A Culture Of Fleecing The Fans
It’s not just ticket prices that are causing damage to the UK’s sports fans’ wallets. Recently we saw an article by The Sportsman that pointed out how food and drink prices at major sporting events are also reaching eye-watering levels.
Gone are the days when going to a football match meant getting a cut-price pie, as now a burger at Wembley costs £7.20 and even a bottle of water can set fans back a not insubstantial £2.50.
It’s something that really gets painful when it comes to sports merchandising. Fans are now getting suckered into paying for evermore elaborate merchandise when they go to sporting events. From dubiously priced programs that are full of advertisements to personalised team shirts that cost an extra £30, it seems that significant sporting institutions are determined to squeeze fans for their cash.
Little Evidence Of A Trickle-down Effect
Most sports fans are happy to pay slightly higher prices to support the sporting institutions they love. Despite this, there has been a somewhat off-balance approach to the way that money gets distributed in the sporting world, with the larger organisations getting the bulk of the cash, while grassroots clubs are having to fight for their survival.
It’s something that is mirrored in today’s live music scene. While influential artists like Dermot Kennedy can pack out venues like the Olympia Theatre in Dublin, when it comes to the smaller venues, many are struggling to stay afloat.

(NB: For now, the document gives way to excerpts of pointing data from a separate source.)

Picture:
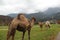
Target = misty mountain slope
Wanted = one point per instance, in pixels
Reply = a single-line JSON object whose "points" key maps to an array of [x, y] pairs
{"points": [[49, 14]]}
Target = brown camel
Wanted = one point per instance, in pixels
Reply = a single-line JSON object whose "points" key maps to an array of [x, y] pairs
{"points": [[40, 24], [20, 23], [47, 24]]}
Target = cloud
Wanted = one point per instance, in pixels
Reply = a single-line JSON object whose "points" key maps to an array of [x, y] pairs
{"points": [[27, 6]]}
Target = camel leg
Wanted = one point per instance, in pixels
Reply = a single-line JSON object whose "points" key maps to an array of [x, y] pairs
{"points": [[29, 34], [49, 26], [23, 35], [8, 35]]}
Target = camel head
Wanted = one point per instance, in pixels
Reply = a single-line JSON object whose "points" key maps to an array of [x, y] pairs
{"points": [[20, 16]]}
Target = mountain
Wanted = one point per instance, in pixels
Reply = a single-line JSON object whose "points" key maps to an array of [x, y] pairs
{"points": [[49, 14], [5, 20]]}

There have been calls for a more excellent distribution of resources among the larger and smaller sporting institutions in the UK. Similarly, there could be benefits to implementing an approach similar to that enjoyed by the Bundesliga football league in Germany, where member-owned clubs ensure that ticket prices are kept low. But as long as the sport in the UK gets treated as a money-making exercise, then we can continue to see the fans getting fleeced.